Kadang, Hamna membenci perempuan yang satu itu, tapi hanya dia yang selalu berada di sisinya sejauh ini. Dia, perempuan yang memanggilnya tadi adalah Shafiya El-Qamar, sahabat karibnya sejak bangku SMA.
Hamna menoleh ke belakang untuk menyahuti suaranya yang melengking itu. Fiya tampak berlari-lari kecil menghampiri Hamna.
"Apa, Fiya?" jawabnya setelah gadis itu sampai di hadapan Hamna dengan napas terengah-engah.
"Tunggu sebentar, aku kehabisan napas!" katanya dengan napas tersengal sembari menyeka keringat di dahinya.
"Siapa yang menyuruh kamu berlari di koridor kampus sepagi ini?" Hamna bertanya pelan, sembari menunggunya dengan sabar.
"Huh!" Fiya mendengus kesal, jangan tanya, ia selalu begitu, "Tentu saja tidak ada, aku hanya ingin mengejarmu dan bersama masuk ke kelas, Na," lanjutnya dengan senyum khasnya sembari membenarkan pakaiannya yang lusuh akibat berlari tadi.
"Fiya, kamu tidak perlu bersusah payah," jawab Hamna dengan suara datar, Hamna datang pagi-pagi karena ingin berjalan sedikit tenang, tapi dia tidak menyangka makhluk satu ini, eh sahabatnya itu justru mengikutinya. Tidak seperti kebiasaannya yang datang ketika kelas sudah selesai.
"Hahahaha!" Fiya tertawa, lalu berkata, "Sama sekali gak keberatan. Ayo, ayo, ayo kita masuk ke kelas sebelum teman-teman yang lain datang," ajaknya dengan menggandeng tangan Hamna.

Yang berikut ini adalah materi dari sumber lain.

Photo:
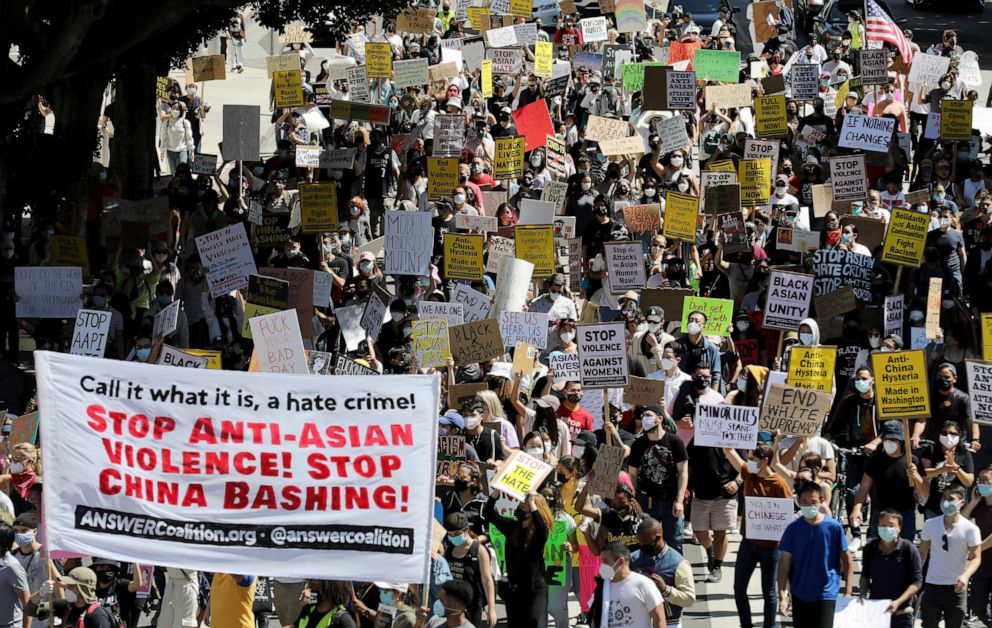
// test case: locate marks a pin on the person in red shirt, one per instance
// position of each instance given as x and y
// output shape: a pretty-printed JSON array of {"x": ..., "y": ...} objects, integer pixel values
[{"x": 574, "y": 415}]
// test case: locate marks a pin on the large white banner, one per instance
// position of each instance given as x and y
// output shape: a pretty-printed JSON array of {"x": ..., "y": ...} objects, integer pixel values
[{"x": 258, "y": 473}]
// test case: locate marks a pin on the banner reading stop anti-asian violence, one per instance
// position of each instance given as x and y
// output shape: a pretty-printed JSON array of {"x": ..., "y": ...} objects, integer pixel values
[{"x": 284, "y": 475}]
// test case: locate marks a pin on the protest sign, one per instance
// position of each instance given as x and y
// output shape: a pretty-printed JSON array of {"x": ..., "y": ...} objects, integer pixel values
[
  {"x": 625, "y": 265},
  {"x": 906, "y": 237},
  {"x": 409, "y": 243},
  {"x": 474, "y": 303},
  {"x": 719, "y": 313},
  {"x": 529, "y": 327},
  {"x": 602, "y": 355},
  {"x": 870, "y": 133},
  {"x": 451, "y": 312},
  {"x": 848, "y": 176},
  {"x": 794, "y": 411},
  {"x": 901, "y": 384},
  {"x": 769, "y": 113},
  {"x": 643, "y": 391},
  {"x": 812, "y": 367},
  {"x": 227, "y": 258},
  {"x": 536, "y": 244},
  {"x": 95, "y": 507},
  {"x": 680, "y": 216},
  {"x": 787, "y": 300},
  {"x": 766, "y": 518},
  {"x": 476, "y": 342},
  {"x": 833, "y": 269},
  {"x": 754, "y": 176},
  {"x": 463, "y": 256},
  {"x": 721, "y": 425},
  {"x": 278, "y": 343},
  {"x": 89, "y": 334},
  {"x": 520, "y": 474},
  {"x": 47, "y": 292}
]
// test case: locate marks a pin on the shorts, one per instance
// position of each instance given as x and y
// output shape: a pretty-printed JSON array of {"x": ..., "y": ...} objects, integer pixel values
[{"x": 713, "y": 514}]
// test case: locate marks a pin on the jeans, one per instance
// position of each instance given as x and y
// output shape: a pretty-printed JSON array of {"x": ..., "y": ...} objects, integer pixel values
[
  {"x": 672, "y": 527},
  {"x": 941, "y": 600},
  {"x": 749, "y": 556}
]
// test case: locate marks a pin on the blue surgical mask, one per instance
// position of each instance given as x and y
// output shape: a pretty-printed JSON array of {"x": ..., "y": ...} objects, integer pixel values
[{"x": 888, "y": 534}]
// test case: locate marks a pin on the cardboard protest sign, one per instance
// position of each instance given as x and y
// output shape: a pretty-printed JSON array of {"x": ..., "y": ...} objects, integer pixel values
[
  {"x": 189, "y": 406},
  {"x": 787, "y": 300},
  {"x": 794, "y": 411},
  {"x": 520, "y": 474},
  {"x": 602, "y": 355},
  {"x": 721, "y": 425},
  {"x": 47, "y": 292},
  {"x": 476, "y": 342},
  {"x": 227, "y": 258},
  {"x": 869, "y": 133},
  {"x": 535, "y": 244},
  {"x": 642, "y": 391},
  {"x": 89, "y": 334},
  {"x": 906, "y": 237},
  {"x": 901, "y": 384},
  {"x": 463, "y": 256},
  {"x": 848, "y": 176},
  {"x": 834, "y": 268},
  {"x": 719, "y": 313},
  {"x": 409, "y": 243},
  {"x": 766, "y": 518},
  {"x": 681, "y": 211}
]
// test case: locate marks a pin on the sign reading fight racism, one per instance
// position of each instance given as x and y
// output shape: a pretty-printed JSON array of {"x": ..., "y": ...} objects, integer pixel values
[{"x": 198, "y": 469}]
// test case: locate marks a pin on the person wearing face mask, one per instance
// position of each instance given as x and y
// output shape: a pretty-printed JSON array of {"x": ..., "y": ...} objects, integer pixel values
[
  {"x": 760, "y": 480},
  {"x": 658, "y": 465},
  {"x": 887, "y": 470},
  {"x": 891, "y": 569},
  {"x": 953, "y": 544},
  {"x": 946, "y": 462},
  {"x": 813, "y": 556}
]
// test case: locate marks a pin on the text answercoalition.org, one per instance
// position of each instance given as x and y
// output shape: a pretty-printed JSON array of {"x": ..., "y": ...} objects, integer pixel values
[{"x": 330, "y": 537}]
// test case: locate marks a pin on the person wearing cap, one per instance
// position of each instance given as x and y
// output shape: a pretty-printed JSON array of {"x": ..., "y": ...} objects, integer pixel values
[
  {"x": 468, "y": 560},
  {"x": 887, "y": 471},
  {"x": 658, "y": 465}
]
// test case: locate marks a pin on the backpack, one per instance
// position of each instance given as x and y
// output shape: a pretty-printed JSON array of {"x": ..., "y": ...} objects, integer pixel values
[{"x": 115, "y": 620}]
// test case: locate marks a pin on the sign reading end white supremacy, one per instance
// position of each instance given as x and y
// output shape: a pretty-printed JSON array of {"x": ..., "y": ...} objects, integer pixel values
[{"x": 328, "y": 478}]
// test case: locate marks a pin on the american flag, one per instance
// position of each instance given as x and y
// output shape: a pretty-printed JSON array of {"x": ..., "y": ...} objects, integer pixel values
[{"x": 880, "y": 27}]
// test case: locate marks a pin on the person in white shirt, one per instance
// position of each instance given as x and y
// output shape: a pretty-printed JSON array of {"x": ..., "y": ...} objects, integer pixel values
[
  {"x": 953, "y": 543},
  {"x": 630, "y": 600}
]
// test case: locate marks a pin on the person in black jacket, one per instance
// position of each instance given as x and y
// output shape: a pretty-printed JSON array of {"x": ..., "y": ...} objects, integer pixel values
[{"x": 527, "y": 597}]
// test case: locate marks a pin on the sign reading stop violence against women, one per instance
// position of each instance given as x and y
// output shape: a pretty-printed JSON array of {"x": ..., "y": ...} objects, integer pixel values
[
  {"x": 602, "y": 355},
  {"x": 239, "y": 473}
]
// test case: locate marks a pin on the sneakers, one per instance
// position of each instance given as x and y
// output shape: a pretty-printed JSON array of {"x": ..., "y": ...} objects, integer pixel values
[{"x": 715, "y": 575}]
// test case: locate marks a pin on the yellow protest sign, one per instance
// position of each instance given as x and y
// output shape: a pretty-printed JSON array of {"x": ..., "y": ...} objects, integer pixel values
[
  {"x": 442, "y": 177},
  {"x": 754, "y": 177},
  {"x": 905, "y": 238},
  {"x": 901, "y": 385},
  {"x": 536, "y": 244},
  {"x": 812, "y": 367},
  {"x": 288, "y": 87},
  {"x": 318, "y": 207},
  {"x": 378, "y": 60},
  {"x": 543, "y": 58},
  {"x": 509, "y": 158},
  {"x": 769, "y": 114},
  {"x": 71, "y": 251},
  {"x": 955, "y": 119},
  {"x": 680, "y": 216},
  {"x": 463, "y": 256}
]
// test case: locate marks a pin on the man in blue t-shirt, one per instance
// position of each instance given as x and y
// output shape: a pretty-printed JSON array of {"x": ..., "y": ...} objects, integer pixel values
[{"x": 813, "y": 552}]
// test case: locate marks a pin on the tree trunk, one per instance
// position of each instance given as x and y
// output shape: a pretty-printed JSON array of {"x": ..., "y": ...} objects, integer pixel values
[{"x": 133, "y": 157}]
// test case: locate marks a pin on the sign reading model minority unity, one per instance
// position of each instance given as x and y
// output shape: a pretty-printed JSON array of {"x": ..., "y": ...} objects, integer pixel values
[{"x": 225, "y": 471}]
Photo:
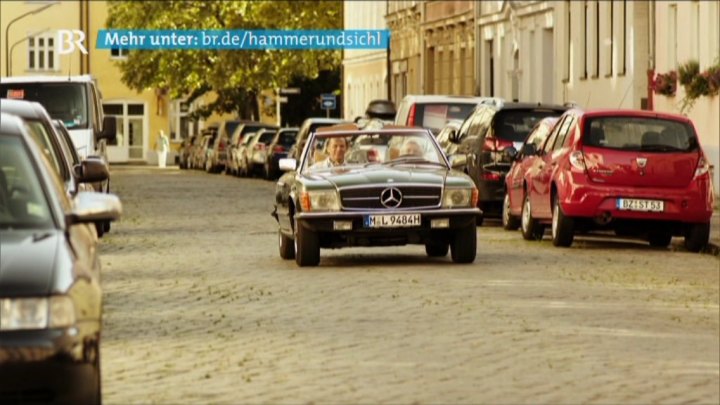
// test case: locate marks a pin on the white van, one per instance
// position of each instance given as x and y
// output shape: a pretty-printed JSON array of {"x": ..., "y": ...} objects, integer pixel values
[
  {"x": 75, "y": 100},
  {"x": 434, "y": 111}
]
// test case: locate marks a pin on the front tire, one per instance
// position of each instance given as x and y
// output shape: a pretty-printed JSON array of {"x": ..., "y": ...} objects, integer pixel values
[
  {"x": 697, "y": 237},
  {"x": 562, "y": 226},
  {"x": 463, "y": 247},
  {"x": 531, "y": 229},
  {"x": 510, "y": 221},
  {"x": 307, "y": 247}
]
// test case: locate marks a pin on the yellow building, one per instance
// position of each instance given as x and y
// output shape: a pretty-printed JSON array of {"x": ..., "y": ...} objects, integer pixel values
[{"x": 30, "y": 46}]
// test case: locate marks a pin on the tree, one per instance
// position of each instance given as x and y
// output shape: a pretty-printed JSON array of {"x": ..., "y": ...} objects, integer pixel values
[{"x": 236, "y": 76}]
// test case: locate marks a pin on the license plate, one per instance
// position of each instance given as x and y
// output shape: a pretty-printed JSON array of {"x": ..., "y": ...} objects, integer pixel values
[
  {"x": 392, "y": 221},
  {"x": 632, "y": 204}
]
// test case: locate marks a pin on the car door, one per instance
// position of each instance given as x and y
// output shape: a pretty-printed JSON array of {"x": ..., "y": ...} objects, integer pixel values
[{"x": 542, "y": 206}]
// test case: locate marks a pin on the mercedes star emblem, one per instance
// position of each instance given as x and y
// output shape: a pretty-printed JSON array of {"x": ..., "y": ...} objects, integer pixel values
[{"x": 391, "y": 197}]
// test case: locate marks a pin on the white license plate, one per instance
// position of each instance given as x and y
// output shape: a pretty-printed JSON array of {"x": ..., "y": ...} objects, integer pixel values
[
  {"x": 632, "y": 204},
  {"x": 392, "y": 221}
]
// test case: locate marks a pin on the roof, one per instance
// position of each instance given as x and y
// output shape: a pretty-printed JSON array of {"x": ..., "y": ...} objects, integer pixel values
[
  {"x": 54, "y": 79},
  {"x": 633, "y": 113}
]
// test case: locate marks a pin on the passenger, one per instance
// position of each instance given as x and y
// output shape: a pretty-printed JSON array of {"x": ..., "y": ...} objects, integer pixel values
[
  {"x": 335, "y": 149},
  {"x": 411, "y": 147}
]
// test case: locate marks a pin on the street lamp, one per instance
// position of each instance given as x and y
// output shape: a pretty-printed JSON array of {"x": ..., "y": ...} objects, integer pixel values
[
  {"x": 7, "y": 32},
  {"x": 12, "y": 47}
]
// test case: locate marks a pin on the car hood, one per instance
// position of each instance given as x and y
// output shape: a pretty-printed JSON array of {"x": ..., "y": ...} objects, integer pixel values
[
  {"x": 28, "y": 261},
  {"x": 427, "y": 175}
]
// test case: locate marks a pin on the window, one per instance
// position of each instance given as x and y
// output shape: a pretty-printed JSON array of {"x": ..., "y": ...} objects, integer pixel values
[
  {"x": 41, "y": 53},
  {"x": 672, "y": 36},
  {"x": 119, "y": 53}
]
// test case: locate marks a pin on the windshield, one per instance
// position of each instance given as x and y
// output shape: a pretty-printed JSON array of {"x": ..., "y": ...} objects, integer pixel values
[
  {"x": 436, "y": 116},
  {"x": 64, "y": 101},
  {"x": 22, "y": 201},
  {"x": 640, "y": 134},
  {"x": 389, "y": 148},
  {"x": 515, "y": 125}
]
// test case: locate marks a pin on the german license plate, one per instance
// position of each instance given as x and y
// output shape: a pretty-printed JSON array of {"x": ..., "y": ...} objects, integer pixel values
[
  {"x": 632, "y": 204},
  {"x": 392, "y": 221}
]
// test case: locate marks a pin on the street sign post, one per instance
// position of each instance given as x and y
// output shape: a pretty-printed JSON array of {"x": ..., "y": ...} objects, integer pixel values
[{"x": 328, "y": 102}]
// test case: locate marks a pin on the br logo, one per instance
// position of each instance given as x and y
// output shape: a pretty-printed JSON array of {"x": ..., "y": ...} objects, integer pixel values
[{"x": 68, "y": 40}]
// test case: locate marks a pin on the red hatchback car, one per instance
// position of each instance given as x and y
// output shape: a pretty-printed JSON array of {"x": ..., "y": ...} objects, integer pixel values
[{"x": 639, "y": 173}]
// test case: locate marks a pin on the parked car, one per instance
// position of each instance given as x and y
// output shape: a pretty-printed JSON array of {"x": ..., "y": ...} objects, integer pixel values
[
  {"x": 309, "y": 126},
  {"x": 515, "y": 179},
  {"x": 433, "y": 111},
  {"x": 641, "y": 173},
  {"x": 40, "y": 126},
  {"x": 483, "y": 137},
  {"x": 221, "y": 146},
  {"x": 405, "y": 195},
  {"x": 277, "y": 149},
  {"x": 449, "y": 131},
  {"x": 50, "y": 293},
  {"x": 238, "y": 140}
]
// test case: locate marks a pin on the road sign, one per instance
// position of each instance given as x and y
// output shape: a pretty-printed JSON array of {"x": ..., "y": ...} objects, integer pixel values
[
  {"x": 327, "y": 101},
  {"x": 290, "y": 90}
]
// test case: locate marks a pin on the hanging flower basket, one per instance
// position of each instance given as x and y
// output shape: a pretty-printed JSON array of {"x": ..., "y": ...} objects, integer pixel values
[{"x": 666, "y": 83}]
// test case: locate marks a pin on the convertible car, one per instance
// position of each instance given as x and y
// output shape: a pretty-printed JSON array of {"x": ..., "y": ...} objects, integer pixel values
[{"x": 375, "y": 185}]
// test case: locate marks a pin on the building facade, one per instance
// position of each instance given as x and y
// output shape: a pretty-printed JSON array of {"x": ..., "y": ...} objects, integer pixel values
[
  {"x": 365, "y": 72},
  {"x": 406, "y": 47},
  {"x": 685, "y": 31},
  {"x": 30, "y": 45}
]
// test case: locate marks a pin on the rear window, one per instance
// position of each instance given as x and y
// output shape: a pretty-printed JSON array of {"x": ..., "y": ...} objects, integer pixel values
[
  {"x": 436, "y": 116},
  {"x": 515, "y": 125},
  {"x": 287, "y": 138},
  {"x": 640, "y": 134}
]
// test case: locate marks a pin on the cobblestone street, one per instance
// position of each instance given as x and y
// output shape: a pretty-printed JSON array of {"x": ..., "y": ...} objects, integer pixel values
[{"x": 200, "y": 308}]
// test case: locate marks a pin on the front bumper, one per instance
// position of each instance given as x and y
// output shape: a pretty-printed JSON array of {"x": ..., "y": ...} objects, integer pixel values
[
  {"x": 325, "y": 224},
  {"x": 45, "y": 366}
]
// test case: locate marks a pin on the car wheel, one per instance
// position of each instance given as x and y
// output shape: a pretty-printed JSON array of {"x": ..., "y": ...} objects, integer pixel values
[
  {"x": 510, "y": 222},
  {"x": 437, "y": 249},
  {"x": 286, "y": 245},
  {"x": 463, "y": 247},
  {"x": 562, "y": 226},
  {"x": 307, "y": 247},
  {"x": 697, "y": 237},
  {"x": 529, "y": 226},
  {"x": 659, "y": 238}
]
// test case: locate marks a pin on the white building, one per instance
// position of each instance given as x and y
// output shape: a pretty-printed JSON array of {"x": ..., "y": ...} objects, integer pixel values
[{"x": 365, "y": 72}]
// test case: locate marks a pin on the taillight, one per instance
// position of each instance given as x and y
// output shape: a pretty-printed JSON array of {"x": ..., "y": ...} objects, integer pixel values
[
  {"x": 411, "y": 116},
  {"x": 703, "y": 166},
  {"x": 577, "y": 160}
]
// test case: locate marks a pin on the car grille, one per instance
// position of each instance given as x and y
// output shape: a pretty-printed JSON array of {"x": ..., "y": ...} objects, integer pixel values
[{"x": 369, "y": 198}]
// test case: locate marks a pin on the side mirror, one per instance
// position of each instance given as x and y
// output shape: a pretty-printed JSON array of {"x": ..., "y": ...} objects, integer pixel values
[
  {"x": 287, "y": 164},
  {"x": 529, "y": 149},
  {"x": 454, "y": 137},
  {"x": 510, "y": 153},
  {"x": 109, "y": 131},
  {"x": 458, "y": 161},
  {"x": 90, "y": 206},
  {"x": 91, "y": 170}
]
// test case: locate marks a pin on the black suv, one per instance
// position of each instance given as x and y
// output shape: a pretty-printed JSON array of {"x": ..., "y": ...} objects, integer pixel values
[{"x": 483, "y": 137}]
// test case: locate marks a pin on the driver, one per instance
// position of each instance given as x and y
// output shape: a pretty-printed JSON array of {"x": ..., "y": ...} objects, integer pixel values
[{"x": 335, "y": 148}]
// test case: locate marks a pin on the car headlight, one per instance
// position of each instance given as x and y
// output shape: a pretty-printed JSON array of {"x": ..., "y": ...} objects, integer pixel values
[
  {"x": 36, "y": 313},
  {"x": 320, "y": 201},
  {"x": 460, "y": 198}
]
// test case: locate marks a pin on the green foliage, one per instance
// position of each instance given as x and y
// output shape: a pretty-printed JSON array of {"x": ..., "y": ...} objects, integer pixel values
[{"x": 236, "y": 76}]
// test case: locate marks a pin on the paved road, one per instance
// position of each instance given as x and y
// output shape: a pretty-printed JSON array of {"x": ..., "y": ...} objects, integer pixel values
[{"x": 199, "y": 308}]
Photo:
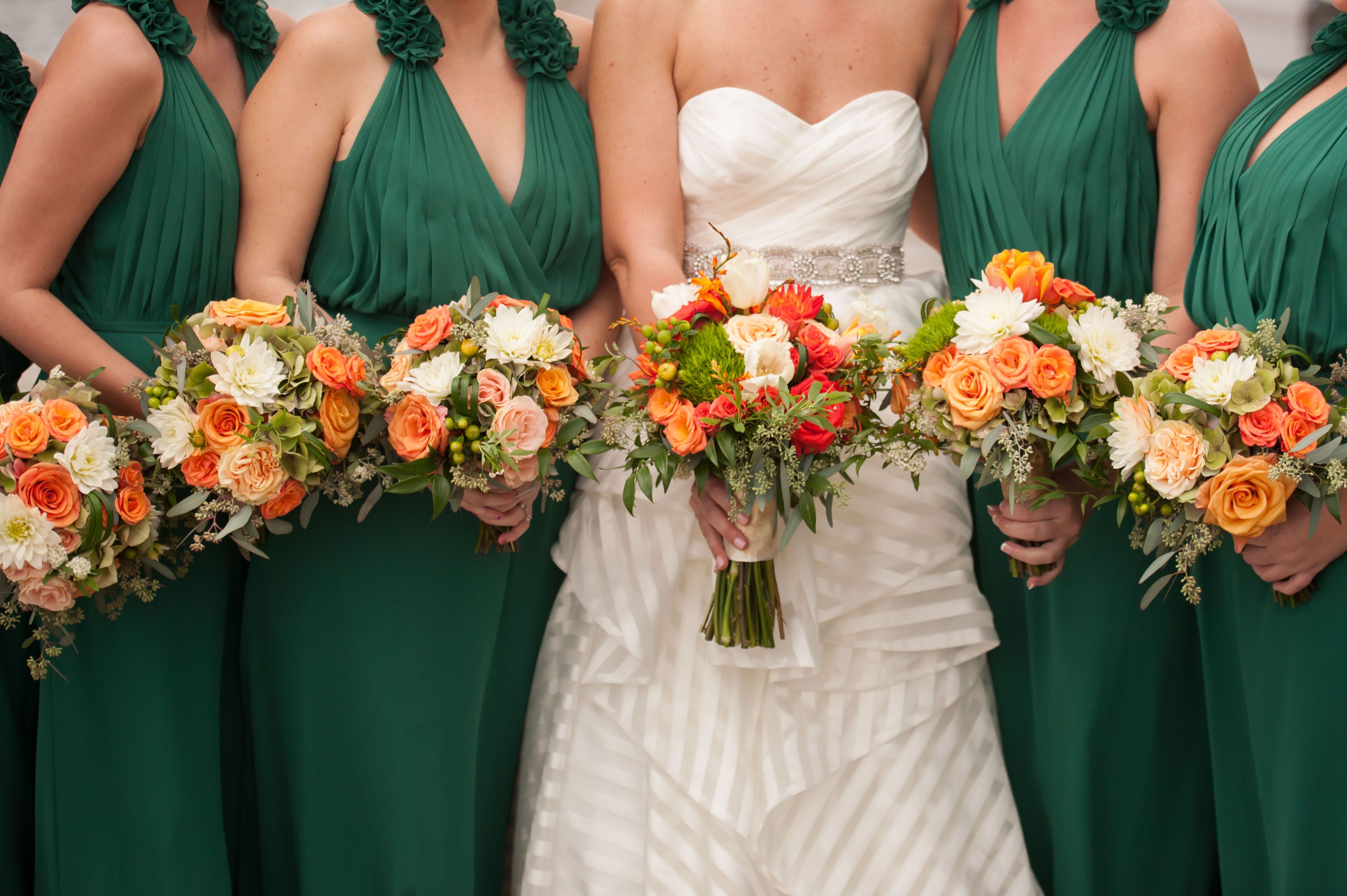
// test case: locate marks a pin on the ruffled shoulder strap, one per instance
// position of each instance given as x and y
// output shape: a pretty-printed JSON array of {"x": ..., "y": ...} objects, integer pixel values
[
  {"x": 537, "y": 38},
  {"x": 17, "y": 88},
  {"x": 164, "y": 26},
  {"x": 1333, "y": 37},
  {"x": 407, "y": 30}
]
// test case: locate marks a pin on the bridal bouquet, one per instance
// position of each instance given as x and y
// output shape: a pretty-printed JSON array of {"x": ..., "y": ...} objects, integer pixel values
[
  {"x": 1219, "y": 439},
  {"x": 1020, "y": 377},
  {"x": 486, "y": 393},
  {"x": 79, "y": 516},
  {"x": 767, "y": 391}
]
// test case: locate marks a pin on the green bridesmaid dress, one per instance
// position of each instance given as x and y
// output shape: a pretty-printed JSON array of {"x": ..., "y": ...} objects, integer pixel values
[
  {"x": 1273, "y": 236},
  {"x": 387, "y": 666},
  {"x": 18, "y": 691},
  {"x": 140, "y": 734},
  {"x": 1101, "y": 704}
]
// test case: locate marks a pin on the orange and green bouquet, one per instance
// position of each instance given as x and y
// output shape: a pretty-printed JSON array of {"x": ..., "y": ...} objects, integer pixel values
[
  {"x": 766, "y": 389},
  {"x": 488, "y": 392}
]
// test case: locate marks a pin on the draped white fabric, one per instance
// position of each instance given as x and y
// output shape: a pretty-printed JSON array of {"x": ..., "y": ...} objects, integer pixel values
[{"x": 861, "y": 755}]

"Katakan saja dengan jujur dan terus terang, kamu mau bertanya tugas apa?" Hamna langsung menodongnya dengan pertanyaan telak seperti itu, sebagus apapun tingkahnya Hamna tetap tahu apa yang dia ingin, datang pagi-pagi lalu mengejar Hamna di koridor, untuk apalagi jika bukan perkara tugas kuliahnya?
Hamna melihat wajahnya yang tadi riang berubah agak serius, tapi tetap saja yang dilihat adalah wajahnya yang menyebalkan. "Aduh, duh duh duh! Sahabatku Hamna yang cerdas ini ternyata bisa langsung menebaknya ya! aku jadi malu nih."
Yang benar saja? Hamna mengerutkan kening.
"Hmmm ... " gumam Hamna singkat sembari memerhatikan sekelilingnya, dalam keadaan sepagi itu kelas jadi sangat hening, tapi sebentar lagi keheningan ini pasti akan musnah ketika yang lainnya datang.
"Heh! kenapa? Ada apa? Apa ada masalah?" tanya Fiya, matanya mengikuti Hamna memerhatikan sekelilingnya, "Apakah ada yang mengganggumu pagi ini, Na?" Fiya bertanya khawatir.
"Tidak ada," jawab Hamna pelan.
"Terus kenapa raut wajah kamu begitu! Kamu tahu kan ekspresimu yang seperti Burung Elang itu membuatku takut," omelnya panjang.
"Dasar Fiya! sebentar lagi ramai, ayo masuk, kita bicarakan tugasmu di dalam kelas." Setelah mengatakannya, Hamna langsung berjalan pergi meninggalkan Fiya sendirian.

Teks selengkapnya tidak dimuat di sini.